Overnight, garden steps become puddles – slivers 
of melted ice trying to return to lake or sea.

Imagine Raleigh spreading his cloak, this fabric
flowing over, maybe soaking up a little water-spill.

Only this rainfall is just the start of our future.
The overcast sky caught in smeared windows

is the pale grey turning to black of car-exhausts
and factory burn-offs poured from chemical chimneys.

Every step taken now is standing on history.
Every step’s slipping on sunlight, cloud or ice

reshaped by breaking weight. Wait a few years,
then start walking and waking underwater,

as oceans of puddled sky and lake
recast the earth’s thin surface, submerging.
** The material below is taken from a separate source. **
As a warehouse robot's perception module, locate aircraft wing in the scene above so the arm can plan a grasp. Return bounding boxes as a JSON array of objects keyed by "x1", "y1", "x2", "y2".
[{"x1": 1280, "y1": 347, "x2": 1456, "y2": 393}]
Watch the smelting of fins, the bending of arms
and thigh bones to desperate wings, as we try

to become fish or birds, swimming or flying,
with the dolphins, or the dodos.

Sarah James/Leavesley

Sarah James/Leavesley is an award-winning poet, fiction writer, journalist and photographer, with poetry featured in the Guardian, Financial Times, The Forward Book of Poetry 2016, on the BBC, regional buses and in the Blackpool Illuminations. Author of seven poetry titles, two novellas and a touring poetry-play, she runs V. Press poetry and flash fiction imprint.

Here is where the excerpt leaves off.